I’m working on a new CD, and would love to quickly demo my songs in the privacy of my living room. But since I’m not under 25, I wasn’t born with a digital device in my hand. I got my first computer in the days when they were powered by gerbils running on a little treadmill, and they involved about 10 keystroke commands. That’s it.
Also in those early days, I had a cassette recorder. When I felt a new song coming on, I’d slip a cassette in, hit Record, and let it run for 45 minutes while I tried endless combinations of chords, melodies and words as I strummed my guitar. When I needed to write a line down in my notebook, I’d hit Pause. And when I was done, I’d hit Stop and then Playback. Simple.

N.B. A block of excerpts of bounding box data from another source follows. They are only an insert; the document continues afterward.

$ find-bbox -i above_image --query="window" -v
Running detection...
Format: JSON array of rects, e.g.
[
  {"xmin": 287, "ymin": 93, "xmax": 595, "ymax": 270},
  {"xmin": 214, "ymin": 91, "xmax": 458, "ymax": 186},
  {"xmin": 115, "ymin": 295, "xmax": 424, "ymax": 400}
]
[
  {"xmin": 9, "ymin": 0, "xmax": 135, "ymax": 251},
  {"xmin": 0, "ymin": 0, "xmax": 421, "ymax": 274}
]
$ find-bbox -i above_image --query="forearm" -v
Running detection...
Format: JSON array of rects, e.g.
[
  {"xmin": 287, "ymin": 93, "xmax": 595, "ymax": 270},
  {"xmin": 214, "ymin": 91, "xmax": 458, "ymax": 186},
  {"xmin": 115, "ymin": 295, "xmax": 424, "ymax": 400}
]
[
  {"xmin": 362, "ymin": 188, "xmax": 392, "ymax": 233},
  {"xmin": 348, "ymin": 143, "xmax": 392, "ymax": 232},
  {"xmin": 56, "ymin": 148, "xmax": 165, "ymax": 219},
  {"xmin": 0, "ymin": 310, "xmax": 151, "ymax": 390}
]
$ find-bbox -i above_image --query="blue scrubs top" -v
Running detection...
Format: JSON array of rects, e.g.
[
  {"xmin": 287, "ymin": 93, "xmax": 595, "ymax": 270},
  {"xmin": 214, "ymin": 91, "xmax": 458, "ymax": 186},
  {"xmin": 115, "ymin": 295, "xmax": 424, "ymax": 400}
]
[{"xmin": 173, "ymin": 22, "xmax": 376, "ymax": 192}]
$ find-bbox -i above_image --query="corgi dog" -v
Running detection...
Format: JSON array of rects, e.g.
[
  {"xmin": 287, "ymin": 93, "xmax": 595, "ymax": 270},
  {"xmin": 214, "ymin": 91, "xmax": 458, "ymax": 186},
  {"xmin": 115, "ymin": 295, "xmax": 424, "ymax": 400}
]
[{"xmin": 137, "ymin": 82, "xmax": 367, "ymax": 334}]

But then the whole world went digital – and we were blessed with so-called “smart technology.” Which is really a euphemism for “really, really complicated stuff with a gazillion features that most mortals will never need or use.” Trust me, when you buy a new thingy that’s supposed to make your life simpler, and the instruction manual is twice the size of the gadget itself and runs to at least 100 pages, your life is NOT about to get simpler.
Sadly, my cassette recorder, which I bought shortly before Confederation, is now dead and beyond resuscitating. So I went looking for a digital equivalent. Hah! Instead, I can get devices with 40 kinds of reverb, a gazillion EQ settings, and satellite-tracking software for all I know, but no simple Pause button. I can get others that are slightly simpler but whose playback volume is half that of my telephone receiver: I guess the inventors assume I’m going to plug it into some other fiendishly complicated device for playback, but what if I don’t want to bother??
Perhaps if had a Mac I could figure out GarageBand and use my computer to record, but then again, perhaps not. Because I seem to generate cyber-jamming electrowaves – things go wrong for me with both software or hardware that my computer guy has never seen happen on anyone else’s system. (Hell, I can even make someone ELSE’S computer crash just by standing next to it. It’s happened. More than once. The Pentagon should hire me as a secret weapon.) And, unlucky for me, I don’t have a 14-year-old living in the house to make it all work again.
So if anyone has a functioning cassette recorder out there they’d like to sell, let me know. I’m beyond ready again for some dumb technology!